Python Model timeouts after a few hours of successful Requests.

Description My issue is fairly similar to this one.

After a few hours of consecutive successful inference one of my python models (always the same) starts timeouting and a decrease in GPU memory usage is noticed. Unloading and reloading the model solves the issue. I don't see any Cuda errors priors to this. The model is still considered healthy and is still receiving requests although it is in no capacity to process them and returns only timeouts.
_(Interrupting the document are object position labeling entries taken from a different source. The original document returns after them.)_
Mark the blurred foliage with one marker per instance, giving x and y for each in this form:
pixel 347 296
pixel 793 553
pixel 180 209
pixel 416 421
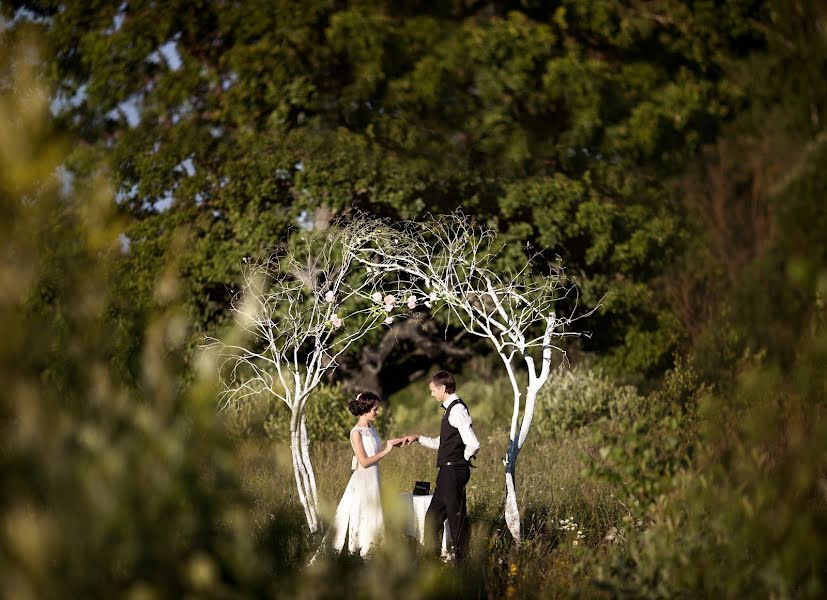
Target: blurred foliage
pixel 558 123
pixel 649 442
pixel 328 417
pixel 672 153
pixel 580 397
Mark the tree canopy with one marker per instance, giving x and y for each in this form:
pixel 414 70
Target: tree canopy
pixel 561 124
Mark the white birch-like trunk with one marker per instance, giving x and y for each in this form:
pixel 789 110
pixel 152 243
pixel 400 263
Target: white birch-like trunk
pixel 303 470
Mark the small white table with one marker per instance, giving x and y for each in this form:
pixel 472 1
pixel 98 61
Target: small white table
pixel 416 519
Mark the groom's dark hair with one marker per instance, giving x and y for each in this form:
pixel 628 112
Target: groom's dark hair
pixel 362 403
pixel 446 379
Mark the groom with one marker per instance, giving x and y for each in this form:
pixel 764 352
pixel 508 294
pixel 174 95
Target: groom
pixel 455 446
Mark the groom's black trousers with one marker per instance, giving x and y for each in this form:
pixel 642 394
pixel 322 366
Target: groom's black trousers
pixel 449 503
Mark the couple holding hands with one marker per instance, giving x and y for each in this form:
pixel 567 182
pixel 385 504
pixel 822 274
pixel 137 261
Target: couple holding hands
pixel 359 516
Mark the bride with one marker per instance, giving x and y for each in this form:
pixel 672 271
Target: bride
pixel 359 514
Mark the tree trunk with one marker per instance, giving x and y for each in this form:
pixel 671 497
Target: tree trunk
pixel 305 478
pixel 512 511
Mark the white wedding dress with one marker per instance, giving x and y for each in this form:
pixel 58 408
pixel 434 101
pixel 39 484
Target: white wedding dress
pixel 359 514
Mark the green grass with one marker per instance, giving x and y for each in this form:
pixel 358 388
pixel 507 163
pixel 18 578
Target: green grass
pixel 550 486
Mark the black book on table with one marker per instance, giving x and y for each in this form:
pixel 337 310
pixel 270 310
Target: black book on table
pixel 422 488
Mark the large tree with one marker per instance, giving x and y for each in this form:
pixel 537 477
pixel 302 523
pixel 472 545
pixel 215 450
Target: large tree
pixel 560 123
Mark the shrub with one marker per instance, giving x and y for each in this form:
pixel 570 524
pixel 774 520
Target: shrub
pixel 578 398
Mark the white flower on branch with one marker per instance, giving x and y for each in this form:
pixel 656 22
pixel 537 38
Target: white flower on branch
pixel 450 259
pixel 289 337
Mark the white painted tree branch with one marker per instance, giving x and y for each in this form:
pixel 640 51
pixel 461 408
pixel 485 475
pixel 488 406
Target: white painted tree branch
pixel 299 310
pixel 449 262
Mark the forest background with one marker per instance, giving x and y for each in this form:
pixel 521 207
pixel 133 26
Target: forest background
pixel 671 154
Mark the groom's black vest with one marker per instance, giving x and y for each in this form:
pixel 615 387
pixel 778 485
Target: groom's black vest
pixel 451 447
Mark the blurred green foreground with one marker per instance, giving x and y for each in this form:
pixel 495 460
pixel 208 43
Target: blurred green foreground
pixel 712 485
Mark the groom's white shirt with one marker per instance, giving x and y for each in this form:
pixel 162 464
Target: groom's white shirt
pixel 460 419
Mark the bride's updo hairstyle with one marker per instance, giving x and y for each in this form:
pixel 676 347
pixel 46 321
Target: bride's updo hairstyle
pixel 362 403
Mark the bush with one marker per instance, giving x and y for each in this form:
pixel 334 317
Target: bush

Triton Information I am using the container: nvcr.io/nvidia/tritonserver:22.09-py3 (we are currently blocked as all subsequent versions have yielded poorer performances due to TensorRT being slower. 23.06 is looking good on that side but we still have compilation issues which means we are stuck with 22.09 for now).

Are you using the Triton container or did you build it yourself?

Using the container and installed a few python requirements on top.

To Reproduce I can't reproduce it at whim but here is my setup:

We are running a python model with pytorch 1.12 (the following versions had DLPack issues). The python model is used to load the images from CPU to GPU, do a bit of pre/post processing and sending tensors to TensorRT models with the pb_util.Tensor object.

Expected behavior At the moment it's hard to understand where the issue is coming from. Clearer Errors or Triton noticing the model is not healthy would help.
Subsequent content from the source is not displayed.